Sophos has patched an actively exploited remote code execution vulnerability (CVE-2022-3236) in its Firewall solutions, and has pushed the fix to customers who have an automatic installation of hotfixes enabled.
If this news triggers a feeling of déjà vu, there’s a good reason: earlier this year, another zero-day (CVE-2022-1040) in the same component was leveraged by attackers against “a small set of specific organizations, primarily in the South Asia region” – and this time around is the same.
CVE-2022-3236 is a code injection vulnerability in the User Portal and Webadmin of Sophos Firewall. If successfully exploited, it allows for remote code execution (RCE) on the targeted vulnerable installation.
It affects Sophos Firewall v19.0 MR1 (19.0.1) and older. Sophos published hotfixes for a variety of them, and has included the fix in v18.5 MR5 (18.5.5), v19.0 MR2 (19.0.2), and v19.5 GA.
The hotfixes have been pushed to customers with the “Allow automatic installation of hotfixes” feature enabled on remediated versions (the feature is enabled by default).
Customers who don’t have the featured enabled are advised to get the hotfix or to upgrade to a newer version. If none of that is possible, they can protect themselves from external attackers by disabling WAN access to the User Portal and Webadmin. As an alternative for remote access and management, they can use VPN and/or the Sophos Central cloud management platform.

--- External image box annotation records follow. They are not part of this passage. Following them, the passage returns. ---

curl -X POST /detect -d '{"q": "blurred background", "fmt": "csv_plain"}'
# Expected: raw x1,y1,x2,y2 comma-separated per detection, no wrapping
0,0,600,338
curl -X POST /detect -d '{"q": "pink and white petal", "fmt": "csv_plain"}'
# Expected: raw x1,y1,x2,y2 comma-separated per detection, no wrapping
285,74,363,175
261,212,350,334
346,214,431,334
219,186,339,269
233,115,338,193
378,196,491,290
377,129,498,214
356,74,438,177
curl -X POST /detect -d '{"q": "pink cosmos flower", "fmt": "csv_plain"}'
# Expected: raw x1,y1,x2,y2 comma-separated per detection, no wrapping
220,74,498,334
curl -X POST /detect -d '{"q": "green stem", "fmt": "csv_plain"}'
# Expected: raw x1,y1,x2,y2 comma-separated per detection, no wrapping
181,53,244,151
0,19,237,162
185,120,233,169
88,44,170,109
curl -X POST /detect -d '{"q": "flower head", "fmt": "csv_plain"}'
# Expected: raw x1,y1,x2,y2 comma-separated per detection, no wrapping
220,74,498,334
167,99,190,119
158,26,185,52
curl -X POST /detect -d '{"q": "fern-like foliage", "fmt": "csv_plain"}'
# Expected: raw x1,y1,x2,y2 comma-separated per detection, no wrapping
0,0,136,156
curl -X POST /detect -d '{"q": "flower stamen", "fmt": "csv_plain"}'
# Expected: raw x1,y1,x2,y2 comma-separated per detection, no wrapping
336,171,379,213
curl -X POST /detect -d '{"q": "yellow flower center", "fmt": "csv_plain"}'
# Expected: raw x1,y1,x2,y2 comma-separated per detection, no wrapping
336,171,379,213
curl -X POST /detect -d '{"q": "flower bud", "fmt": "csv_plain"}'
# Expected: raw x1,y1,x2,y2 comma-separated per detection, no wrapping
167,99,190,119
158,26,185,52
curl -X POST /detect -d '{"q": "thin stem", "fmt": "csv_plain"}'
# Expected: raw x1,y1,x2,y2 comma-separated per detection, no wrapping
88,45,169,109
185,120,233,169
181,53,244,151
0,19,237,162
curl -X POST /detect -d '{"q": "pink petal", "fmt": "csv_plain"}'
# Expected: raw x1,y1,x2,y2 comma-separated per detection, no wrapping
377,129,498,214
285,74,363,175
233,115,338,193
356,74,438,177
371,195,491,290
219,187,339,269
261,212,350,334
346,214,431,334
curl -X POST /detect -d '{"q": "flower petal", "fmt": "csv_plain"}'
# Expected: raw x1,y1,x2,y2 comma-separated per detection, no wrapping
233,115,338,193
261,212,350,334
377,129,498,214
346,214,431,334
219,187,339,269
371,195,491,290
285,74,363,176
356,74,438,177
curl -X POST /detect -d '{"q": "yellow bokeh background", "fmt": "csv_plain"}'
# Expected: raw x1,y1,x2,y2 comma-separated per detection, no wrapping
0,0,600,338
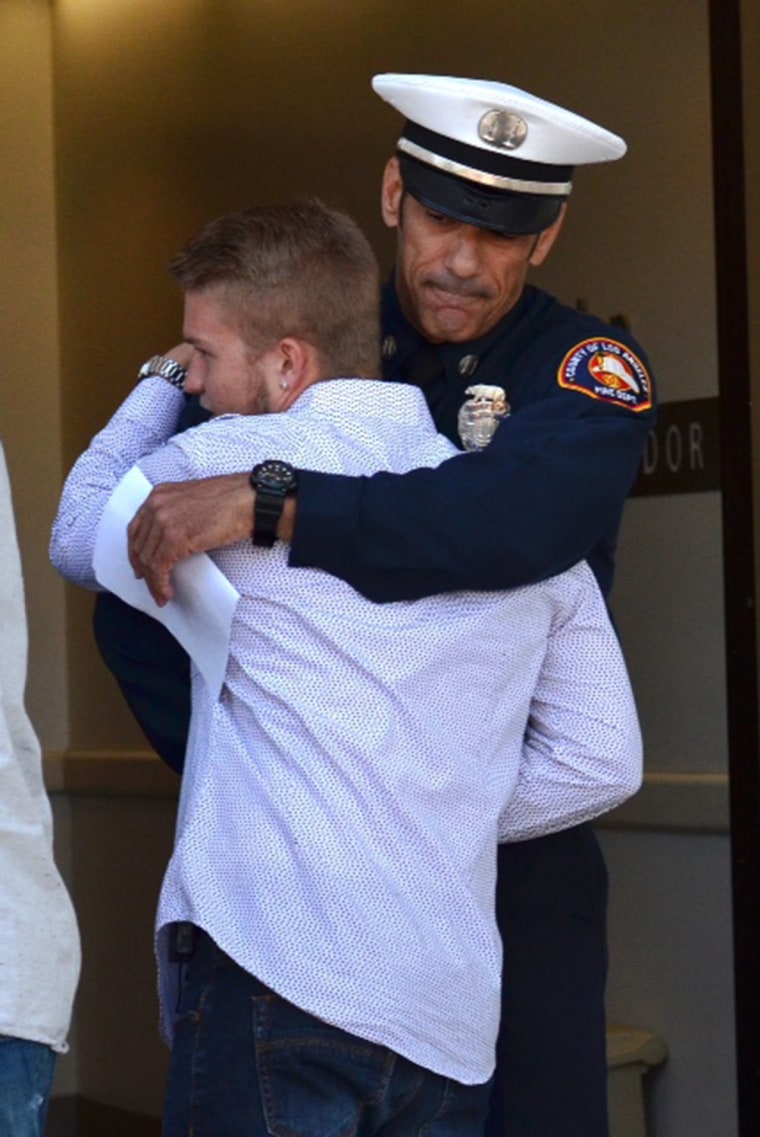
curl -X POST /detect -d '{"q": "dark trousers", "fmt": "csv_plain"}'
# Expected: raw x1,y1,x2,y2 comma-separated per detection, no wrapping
486,825,609,1137
163,933,490,1137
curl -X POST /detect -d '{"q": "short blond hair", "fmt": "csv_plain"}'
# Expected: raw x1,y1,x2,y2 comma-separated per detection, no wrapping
170,199,380,379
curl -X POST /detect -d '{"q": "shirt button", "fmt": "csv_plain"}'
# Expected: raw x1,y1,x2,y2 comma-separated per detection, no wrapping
381,335,398,359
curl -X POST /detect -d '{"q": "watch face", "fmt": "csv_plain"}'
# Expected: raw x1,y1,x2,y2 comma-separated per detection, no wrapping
253,459,296,493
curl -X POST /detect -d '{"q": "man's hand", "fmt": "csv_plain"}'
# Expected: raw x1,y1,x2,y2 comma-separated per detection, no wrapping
127,472,255,606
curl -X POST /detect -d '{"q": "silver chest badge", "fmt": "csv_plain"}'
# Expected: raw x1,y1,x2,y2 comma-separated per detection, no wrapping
457,383,510,450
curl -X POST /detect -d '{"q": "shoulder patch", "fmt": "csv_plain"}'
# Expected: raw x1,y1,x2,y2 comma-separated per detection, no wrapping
556,339,652,410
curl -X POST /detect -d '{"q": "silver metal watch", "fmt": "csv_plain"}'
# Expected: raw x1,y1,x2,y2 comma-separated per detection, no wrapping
138,356,188,391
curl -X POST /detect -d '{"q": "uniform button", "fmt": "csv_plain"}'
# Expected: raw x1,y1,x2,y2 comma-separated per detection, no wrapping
381,335,398,359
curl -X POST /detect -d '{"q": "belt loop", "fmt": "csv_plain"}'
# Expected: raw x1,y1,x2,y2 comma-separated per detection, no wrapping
168,920,200,963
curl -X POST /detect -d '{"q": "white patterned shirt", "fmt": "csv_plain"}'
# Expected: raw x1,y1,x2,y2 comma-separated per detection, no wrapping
0,442,80,1046
51,379,641,1084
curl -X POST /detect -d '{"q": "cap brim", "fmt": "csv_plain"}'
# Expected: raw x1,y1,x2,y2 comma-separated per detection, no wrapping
398,152,567,236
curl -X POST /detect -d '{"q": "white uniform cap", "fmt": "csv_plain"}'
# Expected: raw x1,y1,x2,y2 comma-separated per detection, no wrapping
372,74,626,233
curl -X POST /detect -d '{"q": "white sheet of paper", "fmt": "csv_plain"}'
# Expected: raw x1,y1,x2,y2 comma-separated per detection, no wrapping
92,466,240,698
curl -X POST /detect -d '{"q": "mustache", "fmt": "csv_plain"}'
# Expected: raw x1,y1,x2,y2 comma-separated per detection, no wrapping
422,269,495,300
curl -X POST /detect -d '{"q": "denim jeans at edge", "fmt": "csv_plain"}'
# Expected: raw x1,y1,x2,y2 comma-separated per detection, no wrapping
163,933,489,1137
0,1035,56,1137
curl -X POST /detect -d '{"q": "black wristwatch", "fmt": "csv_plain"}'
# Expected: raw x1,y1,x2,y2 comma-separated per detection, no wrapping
250,458,298,549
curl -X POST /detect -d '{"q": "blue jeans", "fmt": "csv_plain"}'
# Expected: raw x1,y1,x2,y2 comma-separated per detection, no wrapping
163,933,489,1137
0,1036,56,1137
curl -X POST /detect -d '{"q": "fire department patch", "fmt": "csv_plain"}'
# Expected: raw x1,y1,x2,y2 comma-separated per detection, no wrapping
556,339,652,410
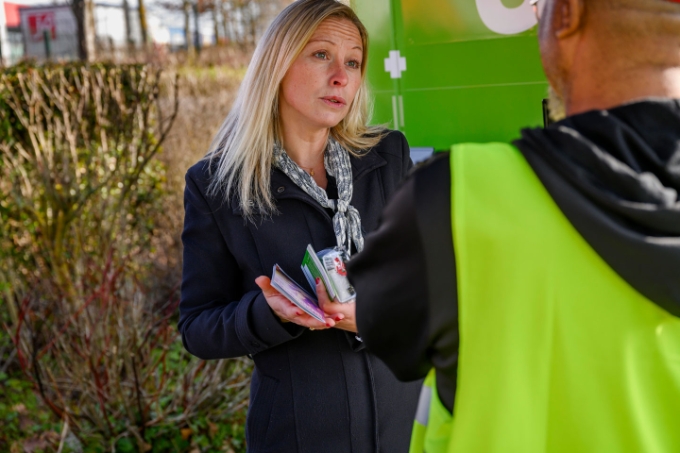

“Users of older versions of Sophos Firewall are required to upgrade to receive the latest protections, and this fix,” the company said.
What about the attacks?
CVE-2022-3236 has been added to CISA’s Known Exploited Vulnerabilities Catalog, which means that US federal civilian executive branch agencies are required to remediate it.
Sophos did not name the organizations that have been compromised by attackers via CVE-2022-3236, but said that they “informed each of these organizations directly.”
According to Volexity researchers, CVE-2022-1040 was used by a Chinese APT group dubbed “Drifting Cloud” in early March 2022.
“DriftingCloud is an effective, well-equipped, and persistent threat actor targeting five-poisons-related targets. They are able to develop or purchase zero-day exploits to achieve their goals, tipping the scales in their favor when it comes to gaining entry to target networks,” the researchers noted.